A ‘Casual Friday’ gone wild
The faithful workers at Syrius Enterprises & Technologies Incorporated had little reason to believe that last Friday would prove to be any different than most other “Fundays” (which is what their boss, unfortunately, has named all casual Fridays)–or that they would be in for the surprise of their humdrum lives.
Even more-so, never would they have imagined in a million years that Dink would be the one to surprise them.
Dink Furtlebottom, a seemingly normal human being from great distances was someone who became increasingly eccentric the closer you got to him.
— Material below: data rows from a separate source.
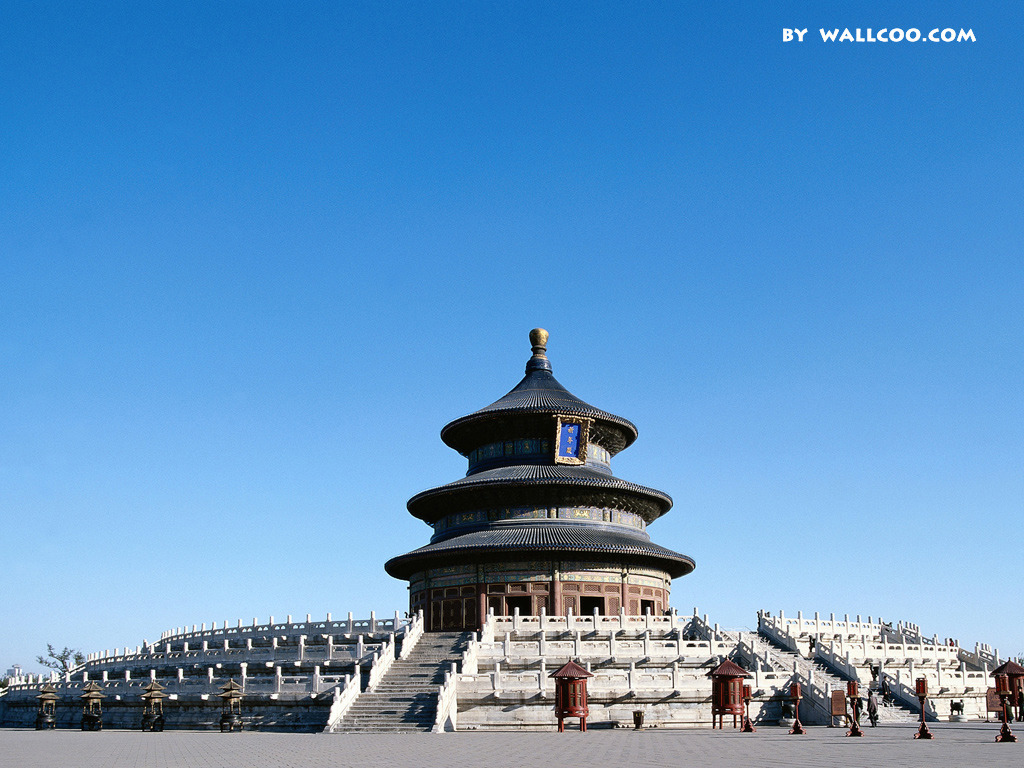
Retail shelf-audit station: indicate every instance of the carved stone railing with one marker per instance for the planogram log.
(448, 702)
(344, 697)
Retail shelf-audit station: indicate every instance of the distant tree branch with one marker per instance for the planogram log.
(64, 662)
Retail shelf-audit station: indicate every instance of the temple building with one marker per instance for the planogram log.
(539, 524)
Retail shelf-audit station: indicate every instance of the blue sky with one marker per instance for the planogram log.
(254, 256)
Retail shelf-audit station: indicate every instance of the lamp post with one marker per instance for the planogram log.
(798, 729)
(922, 685)
(853, 694)
(153, 712)
(230, 717)
(1005, 692)
(46, 717)
(748, 725)
(92, 708)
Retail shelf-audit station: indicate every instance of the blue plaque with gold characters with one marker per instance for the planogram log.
(571, 435)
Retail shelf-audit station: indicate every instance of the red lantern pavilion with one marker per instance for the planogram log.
(727, 692)
(570, 694)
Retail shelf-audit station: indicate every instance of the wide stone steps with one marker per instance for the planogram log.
(406, 700)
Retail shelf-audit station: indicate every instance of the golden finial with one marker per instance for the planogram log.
(539, 340)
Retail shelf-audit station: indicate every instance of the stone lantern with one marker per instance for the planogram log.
(570, 694)
(727, 692)
(46, 717)
(230, 717)
(153, 712)
(92, 707)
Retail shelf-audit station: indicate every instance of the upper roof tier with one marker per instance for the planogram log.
(536, 398)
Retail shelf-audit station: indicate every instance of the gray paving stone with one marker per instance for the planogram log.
(955, 744)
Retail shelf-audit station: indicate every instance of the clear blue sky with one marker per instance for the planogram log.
(254, 256)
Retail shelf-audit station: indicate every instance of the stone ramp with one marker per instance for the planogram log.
(889, 714)
(406, 700)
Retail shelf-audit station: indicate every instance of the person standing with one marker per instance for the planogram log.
(872, 708)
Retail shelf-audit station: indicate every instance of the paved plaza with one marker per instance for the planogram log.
(954, 745)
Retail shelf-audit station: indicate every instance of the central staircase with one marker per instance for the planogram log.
(406, 699)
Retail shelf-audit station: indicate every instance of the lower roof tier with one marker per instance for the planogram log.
(542, 541)
(543, 484)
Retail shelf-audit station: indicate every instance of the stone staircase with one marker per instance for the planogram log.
(782, 658)
(406, 699)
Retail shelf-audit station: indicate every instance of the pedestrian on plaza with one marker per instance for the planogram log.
(872, 708)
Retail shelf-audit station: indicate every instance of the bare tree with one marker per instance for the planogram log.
(64, 662)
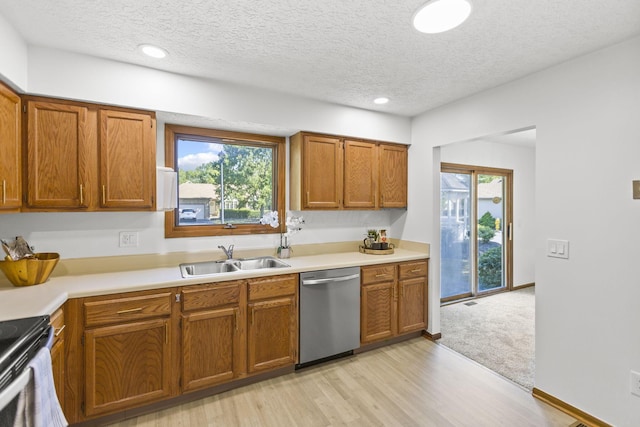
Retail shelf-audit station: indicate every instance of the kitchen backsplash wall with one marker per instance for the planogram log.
(86, 235)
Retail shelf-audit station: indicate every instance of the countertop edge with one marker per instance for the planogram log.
(19, 302)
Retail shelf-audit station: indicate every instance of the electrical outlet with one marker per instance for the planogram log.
(635, 383)
(128, 239)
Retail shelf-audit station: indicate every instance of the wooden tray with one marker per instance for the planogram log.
(376, 251)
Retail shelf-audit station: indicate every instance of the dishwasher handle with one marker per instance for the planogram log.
(329, 280)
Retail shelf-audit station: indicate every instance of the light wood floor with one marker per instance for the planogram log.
(414, 383)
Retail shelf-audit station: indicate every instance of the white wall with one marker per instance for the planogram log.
(13, 57)
(587, 154)
(191, 101)
(522, 161)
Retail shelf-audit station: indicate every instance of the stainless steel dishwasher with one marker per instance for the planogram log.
(329, 314)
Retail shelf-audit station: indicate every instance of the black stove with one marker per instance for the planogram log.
(20, 340)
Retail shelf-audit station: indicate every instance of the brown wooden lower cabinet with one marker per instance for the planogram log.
(213, 334)
(273, 322)
(127, 365)
(393, 300)
(128, 350)
(133, 349)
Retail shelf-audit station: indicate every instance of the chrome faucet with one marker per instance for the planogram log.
(227, 252)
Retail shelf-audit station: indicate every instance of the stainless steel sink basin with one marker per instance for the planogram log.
(260, 262)
(207, 268)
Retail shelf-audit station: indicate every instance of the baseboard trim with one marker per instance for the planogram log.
(576, 413)
(431, 337)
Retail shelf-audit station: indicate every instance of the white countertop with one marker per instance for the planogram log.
(45, 298)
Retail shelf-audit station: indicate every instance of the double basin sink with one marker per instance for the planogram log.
(207, 268)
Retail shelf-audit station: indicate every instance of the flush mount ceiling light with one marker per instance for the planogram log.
(438, 16)
(153, 51)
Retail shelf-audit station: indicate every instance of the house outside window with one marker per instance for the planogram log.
(226, 181)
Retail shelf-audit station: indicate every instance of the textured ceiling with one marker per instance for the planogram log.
(345, 52)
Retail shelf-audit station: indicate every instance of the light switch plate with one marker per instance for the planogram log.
(128, 239)
(558, 248)
(636, 189)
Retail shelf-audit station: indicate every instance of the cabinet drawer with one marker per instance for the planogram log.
(212, 295)
(57, 321)
(274, 286)
(104, 312)
(413, 269)
(378, 273)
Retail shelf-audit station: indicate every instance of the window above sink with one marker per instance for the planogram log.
(226, 181)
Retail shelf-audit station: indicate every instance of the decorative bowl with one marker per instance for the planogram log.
(30, 271)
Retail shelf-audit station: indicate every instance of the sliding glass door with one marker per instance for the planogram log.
(474, 259)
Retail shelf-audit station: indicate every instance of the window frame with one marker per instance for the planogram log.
(278, 143)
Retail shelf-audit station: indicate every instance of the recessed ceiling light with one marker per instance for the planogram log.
(153, 51)
(438, 16)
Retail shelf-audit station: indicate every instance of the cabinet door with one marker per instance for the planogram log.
(360, 174)
(211, 347)
(378, 319)
(272, 333)
(126, 365)
(127, 160)
(58, 155)
(412, 305)
(10, 150)
(393, 175)
(322, 181)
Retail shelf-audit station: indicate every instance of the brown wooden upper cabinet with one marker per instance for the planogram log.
(87, 157)
(10, 151)
(333, 172)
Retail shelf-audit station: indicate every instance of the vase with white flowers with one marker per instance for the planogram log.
(293, 224)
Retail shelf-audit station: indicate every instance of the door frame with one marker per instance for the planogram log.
(474, 171)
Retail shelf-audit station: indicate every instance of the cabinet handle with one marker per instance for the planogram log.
(132, 310)
(59, 331)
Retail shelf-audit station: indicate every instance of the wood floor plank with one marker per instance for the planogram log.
(413, 383)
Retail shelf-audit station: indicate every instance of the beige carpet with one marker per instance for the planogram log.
(497, 332)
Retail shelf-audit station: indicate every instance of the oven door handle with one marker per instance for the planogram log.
(52, 334)
(13, 389)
A diligent worker and tireless follower– Dink would go around the mountain to avoid even looking at the cart. He took things at face value and happily thought of himself as a tiny yet efficient cog in the great machine of industry, and even life itself.
This is why, when his boss sent out a memo about the weekly work “party” (which usually consisted of various kinds of chips along with five extra minutes added to their lunch break) asking the employees of SETI to “bare” with them because they needed that time to hold an emergency meeting, Dink followed that memo to the last horrific letter.
Because when he read it, “bare” was not a typo for “bear,” and this memo was simply informing them about a newly recognized Go To Work Naked Day.
Unfortunately, his bosses failed to see things from his perspective and, on his letter of termination, couldn’t emphasize enough that “Dink and his link were no longer welcome on these premises for any reason whatsoever.”